We found in one company we studied that most of the managers were very poor at achieving this balance correctly. Most of them were excessively micromanaging.  They would give very specific goals, specifying exactly what they wanted, what the product should look like, and exactly what it should do, with very little room for creativity.  And then they, particularly the head of R&D, would change the goals capriciously, without any consultation with the team and without any explanation most of the time.  All of the folks on the team were high level professionals – engineering, marketing, finance people – all were just left in the dark as to why things were changing.  The team would get their motivation up, would find ways to be creative within the constraints given to them, develop products they thought their customers would like and find useful, and then they would be told, “Get rid of what you were working on for the last 3 or 4 weeks, it’s junk now. We want you to work on this other new project now.” That happened repeatedly.  Not only did the team not have clear goals, because the goals kept shifting, but they also had very little autonomy.

So you can go in one direction as a manager where you are too specific (here is what we need and here is how you have to do it). You can also go the other way and leave lots of autonomy to the point that people don’t know what they are working for, or why it matters.  That balance is really important.

Another mistake I’ve seen managers make fairly often is responding inappropriately to failures and mistakes. Generally, when there is a success, most managers realize they should celebrate it with the individual or the team or sometimes the entire organization.  What they don’t understand, is that it is just as important to respond appropriately to failures and mistakes.

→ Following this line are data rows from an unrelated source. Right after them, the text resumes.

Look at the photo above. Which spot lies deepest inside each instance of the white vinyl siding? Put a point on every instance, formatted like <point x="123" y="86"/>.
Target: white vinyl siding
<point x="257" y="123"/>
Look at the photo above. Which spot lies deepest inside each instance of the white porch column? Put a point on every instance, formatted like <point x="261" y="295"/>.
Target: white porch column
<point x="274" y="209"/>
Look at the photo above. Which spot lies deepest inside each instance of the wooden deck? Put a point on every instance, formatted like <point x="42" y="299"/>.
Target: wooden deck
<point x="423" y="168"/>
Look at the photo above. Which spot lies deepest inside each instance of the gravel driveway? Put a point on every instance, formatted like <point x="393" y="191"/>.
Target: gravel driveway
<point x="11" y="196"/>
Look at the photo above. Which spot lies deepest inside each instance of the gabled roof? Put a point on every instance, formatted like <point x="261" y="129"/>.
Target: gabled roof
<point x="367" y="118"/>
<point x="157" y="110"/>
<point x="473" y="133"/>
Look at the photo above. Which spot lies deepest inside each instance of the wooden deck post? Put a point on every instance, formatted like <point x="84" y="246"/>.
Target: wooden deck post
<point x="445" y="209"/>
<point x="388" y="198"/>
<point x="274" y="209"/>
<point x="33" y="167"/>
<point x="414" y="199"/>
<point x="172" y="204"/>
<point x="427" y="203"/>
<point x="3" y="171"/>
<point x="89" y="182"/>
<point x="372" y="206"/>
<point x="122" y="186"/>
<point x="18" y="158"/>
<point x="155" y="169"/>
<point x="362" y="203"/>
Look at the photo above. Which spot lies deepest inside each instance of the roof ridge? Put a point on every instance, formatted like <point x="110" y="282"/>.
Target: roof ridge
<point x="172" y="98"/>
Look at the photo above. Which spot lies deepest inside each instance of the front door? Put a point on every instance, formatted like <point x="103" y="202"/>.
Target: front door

There are two inadequate, inappropriate responses to mistakes. One is to ignore them, sweep them under the rug, pretend they didn’t happen.  That feels like you are doing something kind, but really it’s not kind, because you are not helping people improve and develop.  The other reaction mangers have is to harshly evaluate people and criticize them for having tried something that failed or having made a mistake.  Assuming that the efforts were well intentioned, the most appropriate way to react to those situations is to debrief, to try to help the individual or the team extract some failure value from that experience.  That’s something that requires focusing on the work itself – that is, what was done, what happened, why did it happen, what does this mean about going forward and what else should be tried, what should we not do again, is there some piece of what we did here that we can salvage or repurpose for other projects or this project, and so on.  If managers can do this with their immediate subordinates, it has a hugely positive effect on productivity and creativity; people aren’t afraid to try something really new and different.  Because people are not risk-avoidant, they stay willing to take reasonable risks, and we know that people will not discover anything innovative or creative if they don’t “go out on a limb.”  So people do take appropriate risks and they very rapidly get back up after they have had a failure and get engaged in their work again.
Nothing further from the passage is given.